Benchmark: Clifft vs Qiskit-Aer¶

Clifft's factored-state architecture means simulation cost scales with the circuit's non-Clifford complexity (the active dimension \(k\), also called the active rank), not the total qubit count \(N\). This page compares Clifft against Qiskit-Aer's state vector simulator on two parameter sweeps that isolate each scaling axis. This is a small, locally reproducible benchmark designed to isolate Clifft's scaling behavior.

Circuit Design¶

The benchmark circuit has three parameters:

• N — total physical qubits
• k — active dimension (number of qubits that receive non-Clifford T-gates)
• t — total T-gates applied

The circuit places T-gates interleaved with Hadamard and CNOT gates on the first \(k\) qubits, then pads the remaining \(N - k\) qubits with a Clifford entangling layer (Hadamards followed by a CNOT chain across all \(N\) qubits).

A dense state vector simulator like Qiskit-Aer must allocate \(2^N\) complex amplitudes regardless of circuit structure. Clifft's compiler recognizes that the Clifford padding can be absorbed into an offline Clifford frame \(U_C\), so its virtual machine only allocates \(2^k\) amplitudes.

Two Sweeps¶

Qubit Scaling (left panels)¶

Fix \(k = 12\) and \(t = 20\), sweep \(N\) from 16 to 29.

• Clifft stays flat at ~60ms and ~73MB regardless of \(N\), because its active array is always \(2^{12}\).
• Qiskit-Aer doubles in time and memory with each additional qubit. It times out at \(N = 28\) (>120s) and exceeds available RAM at \(N = 29\).

Active-Dimension Scaling (right panels)¶

Fix \(N = 24\) and \(t = 40\), sweep \(k\) from 8 to 25.

• Qiskit-Aer is constant at ~10s and ~343MB, since it always tracks \(2^{24}\) amplitudes.
• Clifft scales as \(O(2^k)\). For small \(k\) it is over 100x faster; by \(k = 24\) the two converge because Clifft's active array approaches Qiskit's full state vector.

This is the honest tradeoff: Clifft wins when \(k \ll N\), which is the regime relevant to most error-corrected and near-term circuits where Clifford gates dominate.

Prerequisites¶

pip install clifft qiskit qiskit-aer matplotlib

Running the Benchmark¶

The benchmark script is self-contained.

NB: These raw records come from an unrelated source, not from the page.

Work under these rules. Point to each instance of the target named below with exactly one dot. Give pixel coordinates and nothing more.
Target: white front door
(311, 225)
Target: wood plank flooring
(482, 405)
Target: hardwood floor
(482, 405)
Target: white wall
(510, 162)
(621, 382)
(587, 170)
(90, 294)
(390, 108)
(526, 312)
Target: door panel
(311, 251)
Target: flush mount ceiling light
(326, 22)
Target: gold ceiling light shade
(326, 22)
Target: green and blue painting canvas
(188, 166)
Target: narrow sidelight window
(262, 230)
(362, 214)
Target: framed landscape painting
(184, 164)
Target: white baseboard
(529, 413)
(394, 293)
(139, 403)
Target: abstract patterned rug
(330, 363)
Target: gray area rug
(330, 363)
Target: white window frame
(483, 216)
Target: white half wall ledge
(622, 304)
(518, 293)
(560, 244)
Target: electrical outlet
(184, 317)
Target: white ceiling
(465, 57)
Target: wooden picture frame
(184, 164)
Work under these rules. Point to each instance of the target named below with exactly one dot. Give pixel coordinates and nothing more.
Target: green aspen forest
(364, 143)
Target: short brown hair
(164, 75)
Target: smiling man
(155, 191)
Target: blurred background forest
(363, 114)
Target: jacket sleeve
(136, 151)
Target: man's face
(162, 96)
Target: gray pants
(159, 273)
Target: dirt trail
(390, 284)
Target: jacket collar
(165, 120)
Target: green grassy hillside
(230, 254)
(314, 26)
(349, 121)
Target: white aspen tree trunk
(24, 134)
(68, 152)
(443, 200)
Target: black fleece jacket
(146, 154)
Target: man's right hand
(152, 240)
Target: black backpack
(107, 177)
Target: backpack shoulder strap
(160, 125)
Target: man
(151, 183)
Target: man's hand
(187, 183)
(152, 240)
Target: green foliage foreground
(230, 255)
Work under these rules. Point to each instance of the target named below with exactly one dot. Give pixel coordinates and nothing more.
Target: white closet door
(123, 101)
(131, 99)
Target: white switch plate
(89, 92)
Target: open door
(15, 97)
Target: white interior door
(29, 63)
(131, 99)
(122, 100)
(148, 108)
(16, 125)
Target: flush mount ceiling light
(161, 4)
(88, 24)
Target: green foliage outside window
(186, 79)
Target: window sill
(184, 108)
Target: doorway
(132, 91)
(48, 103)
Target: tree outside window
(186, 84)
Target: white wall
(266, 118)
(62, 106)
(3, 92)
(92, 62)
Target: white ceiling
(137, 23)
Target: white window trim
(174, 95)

It generates circuits in Qiskit, converts them to Stim format for Clifft, runs both simulators in isolated subprocesses (for clean memory measurement), and produces the plot.

# Run full benchmark and generate plot
python docs/guide/scripts/run_benchmark.py

# Re-plot from existing results without re-running
python docs/guide/scripts/run_benchmark.py --plot-only

# Custom output path
python docs/guide/scripts/run_benchmark.py -o my_plot.png

On an 8GB machine, the full sweep takes approximately 5-10 minutes. Qiskit will naturally time out or OOM on the larger qubit counts.

Why Clifft Is Faster at Low Active Dimension¶

The key insight is Clifft's factored-state representation:

The compiler absorbs all Clifford gates into the offline Clifford frame \(U_C\). Only the active subspace \(|\phi\rangle_A\) (dimension \(2^k\)) is stored and evolved by the virtual machine. At runtime the VM maintains only the active state vector and a lightweight Pauli frame \(P\) (updated by XOR for conditional Paulis and noise); \(U_C\) is not tracked online. The dormant qubits \(|0\rangle_D\) cost nothing at runtime.

Qiskit-Aer has no such factorization — it must allocate and evolve a full \(2^N\) state vector for every circuit.